Ukraina. Podejrzany w aferze zbiegł do Polski
Granicę przekroczył na przejściu granicznym Hruszew-Budomierz (woj. podkarpackie), korzystając z usług firmy transportowej TimeLux. Radio Svoboda ustaliło, że wspomniana firma została zarejestrowana we Lwowie zaledwie pół roku wcześniej. Posiada ona licencje na przewóz osób.
Podano, że transportując Mindicza Mercedesem-Benz S 350 z Kijowa do Warszawy, firma zainkasowała 1300 euro. Na stronie internetowej TimeLux można przeczytać, że oferuje ona „przewozy klasy premium” do krajów sąsiadujących z Ukrainą, takich jak Polska, Mołdawia i Rumunia.
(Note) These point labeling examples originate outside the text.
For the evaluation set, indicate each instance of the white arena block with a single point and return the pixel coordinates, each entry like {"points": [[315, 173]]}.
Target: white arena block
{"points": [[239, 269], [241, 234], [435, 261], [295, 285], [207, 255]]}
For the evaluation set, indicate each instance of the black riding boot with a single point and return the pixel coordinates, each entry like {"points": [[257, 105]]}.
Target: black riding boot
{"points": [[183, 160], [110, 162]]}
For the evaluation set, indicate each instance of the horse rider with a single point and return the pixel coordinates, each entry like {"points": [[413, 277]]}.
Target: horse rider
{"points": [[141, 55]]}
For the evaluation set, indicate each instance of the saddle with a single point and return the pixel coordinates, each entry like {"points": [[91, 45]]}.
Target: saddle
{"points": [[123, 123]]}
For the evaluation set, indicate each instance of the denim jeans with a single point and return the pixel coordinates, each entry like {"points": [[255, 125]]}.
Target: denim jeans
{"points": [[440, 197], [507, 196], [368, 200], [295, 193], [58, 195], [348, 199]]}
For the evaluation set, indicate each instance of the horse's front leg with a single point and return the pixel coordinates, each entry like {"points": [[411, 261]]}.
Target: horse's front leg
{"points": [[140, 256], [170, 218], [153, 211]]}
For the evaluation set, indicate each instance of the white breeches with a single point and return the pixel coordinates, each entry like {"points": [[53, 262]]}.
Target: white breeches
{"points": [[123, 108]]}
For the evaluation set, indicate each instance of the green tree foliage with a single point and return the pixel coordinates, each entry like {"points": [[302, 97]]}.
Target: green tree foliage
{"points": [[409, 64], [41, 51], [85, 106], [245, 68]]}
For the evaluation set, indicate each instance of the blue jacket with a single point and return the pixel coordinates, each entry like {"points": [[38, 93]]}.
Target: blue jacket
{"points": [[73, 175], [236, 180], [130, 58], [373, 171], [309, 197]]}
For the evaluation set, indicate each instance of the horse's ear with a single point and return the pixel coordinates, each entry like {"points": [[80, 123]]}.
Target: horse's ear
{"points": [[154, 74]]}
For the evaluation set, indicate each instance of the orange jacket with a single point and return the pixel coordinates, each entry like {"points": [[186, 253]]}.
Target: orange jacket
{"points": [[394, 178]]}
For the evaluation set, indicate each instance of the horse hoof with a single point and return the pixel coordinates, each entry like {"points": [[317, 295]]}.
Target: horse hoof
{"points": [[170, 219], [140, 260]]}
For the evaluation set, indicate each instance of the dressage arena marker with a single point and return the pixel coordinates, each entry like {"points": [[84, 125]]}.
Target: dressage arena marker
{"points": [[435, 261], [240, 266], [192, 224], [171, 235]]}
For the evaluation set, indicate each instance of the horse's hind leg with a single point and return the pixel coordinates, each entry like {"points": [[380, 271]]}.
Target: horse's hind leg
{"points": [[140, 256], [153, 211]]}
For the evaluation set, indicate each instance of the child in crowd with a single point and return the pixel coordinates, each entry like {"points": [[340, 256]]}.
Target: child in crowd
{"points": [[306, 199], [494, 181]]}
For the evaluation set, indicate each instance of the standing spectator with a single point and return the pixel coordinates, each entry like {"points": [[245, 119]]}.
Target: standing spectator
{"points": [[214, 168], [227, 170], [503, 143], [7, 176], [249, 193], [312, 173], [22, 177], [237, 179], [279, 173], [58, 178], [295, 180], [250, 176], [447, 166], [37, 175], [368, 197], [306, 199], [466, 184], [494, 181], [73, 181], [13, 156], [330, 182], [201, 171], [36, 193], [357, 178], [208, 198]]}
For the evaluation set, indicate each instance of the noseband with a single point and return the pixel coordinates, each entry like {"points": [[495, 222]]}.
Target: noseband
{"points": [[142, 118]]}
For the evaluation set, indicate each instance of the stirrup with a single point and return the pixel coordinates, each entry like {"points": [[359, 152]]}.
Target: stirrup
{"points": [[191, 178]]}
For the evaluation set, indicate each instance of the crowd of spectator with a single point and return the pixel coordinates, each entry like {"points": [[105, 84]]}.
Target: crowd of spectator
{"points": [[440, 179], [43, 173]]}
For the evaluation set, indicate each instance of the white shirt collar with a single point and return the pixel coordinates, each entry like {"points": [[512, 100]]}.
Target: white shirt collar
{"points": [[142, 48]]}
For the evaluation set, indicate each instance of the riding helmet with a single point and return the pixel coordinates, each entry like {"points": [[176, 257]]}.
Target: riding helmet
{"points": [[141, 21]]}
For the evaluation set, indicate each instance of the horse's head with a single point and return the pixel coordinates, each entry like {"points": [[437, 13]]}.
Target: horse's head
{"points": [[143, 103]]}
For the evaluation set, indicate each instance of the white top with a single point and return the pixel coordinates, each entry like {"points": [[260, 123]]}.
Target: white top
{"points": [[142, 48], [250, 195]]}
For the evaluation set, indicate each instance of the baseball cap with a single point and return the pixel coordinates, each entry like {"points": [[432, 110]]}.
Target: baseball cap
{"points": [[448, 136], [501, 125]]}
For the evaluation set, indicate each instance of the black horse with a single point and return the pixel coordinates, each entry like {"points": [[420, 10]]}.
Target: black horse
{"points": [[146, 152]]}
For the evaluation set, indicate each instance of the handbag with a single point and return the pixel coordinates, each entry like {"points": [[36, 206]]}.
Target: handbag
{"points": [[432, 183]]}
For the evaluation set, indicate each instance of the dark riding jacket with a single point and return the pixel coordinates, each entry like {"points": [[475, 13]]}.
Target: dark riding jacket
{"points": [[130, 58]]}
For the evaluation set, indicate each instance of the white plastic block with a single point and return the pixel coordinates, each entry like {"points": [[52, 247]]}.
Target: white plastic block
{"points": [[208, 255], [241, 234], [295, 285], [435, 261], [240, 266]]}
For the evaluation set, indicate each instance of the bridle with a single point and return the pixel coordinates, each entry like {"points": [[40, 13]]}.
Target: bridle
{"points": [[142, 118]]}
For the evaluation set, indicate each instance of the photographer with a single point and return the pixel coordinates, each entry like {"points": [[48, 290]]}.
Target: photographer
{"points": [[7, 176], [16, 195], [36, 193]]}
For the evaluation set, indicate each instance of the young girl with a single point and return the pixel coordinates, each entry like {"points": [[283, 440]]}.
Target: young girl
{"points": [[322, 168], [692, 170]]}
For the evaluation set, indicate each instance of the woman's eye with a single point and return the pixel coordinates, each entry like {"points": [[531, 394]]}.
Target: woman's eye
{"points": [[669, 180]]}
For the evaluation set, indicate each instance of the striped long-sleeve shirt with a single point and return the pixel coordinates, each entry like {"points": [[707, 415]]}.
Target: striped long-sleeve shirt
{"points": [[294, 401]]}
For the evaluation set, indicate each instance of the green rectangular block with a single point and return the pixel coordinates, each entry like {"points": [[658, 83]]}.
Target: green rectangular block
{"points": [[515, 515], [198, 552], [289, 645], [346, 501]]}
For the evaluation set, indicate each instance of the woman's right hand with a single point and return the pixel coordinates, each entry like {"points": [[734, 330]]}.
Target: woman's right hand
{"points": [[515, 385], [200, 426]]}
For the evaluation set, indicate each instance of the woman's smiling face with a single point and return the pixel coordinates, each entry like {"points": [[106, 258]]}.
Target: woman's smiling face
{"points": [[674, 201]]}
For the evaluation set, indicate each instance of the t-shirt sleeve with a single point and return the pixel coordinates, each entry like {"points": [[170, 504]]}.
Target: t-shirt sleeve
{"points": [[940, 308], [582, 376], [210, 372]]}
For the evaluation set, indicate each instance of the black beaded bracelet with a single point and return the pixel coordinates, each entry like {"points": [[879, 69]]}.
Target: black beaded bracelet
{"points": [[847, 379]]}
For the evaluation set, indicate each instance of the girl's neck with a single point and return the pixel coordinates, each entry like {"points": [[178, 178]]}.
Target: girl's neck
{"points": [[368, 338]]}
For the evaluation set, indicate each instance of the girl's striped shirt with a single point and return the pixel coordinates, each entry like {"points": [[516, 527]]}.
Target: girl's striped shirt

Widzimy opcję dowozu do Warszawy, ale też Krakowa, Rzeszowa czy mołdawskiego Kiszyniowa. Firma kusi klientów szybkim przekraczaniem granic.
Współwłaścicielem firmy transportowej jest Eldar Asadulajew, który pracował w Zachodnim Departamencie Regionalnym Państwowej Służby Granicznej i dokumentach firmy figuruje też jako „kierownik Wydziału ds. Zwalczania Przemytu Służby Granicznej”. Na telefoniczne pytanie dziennikarza, czy zna Mindicza odpowiedział, że „pierwszy raz o nim słyszy” i rozłączył się.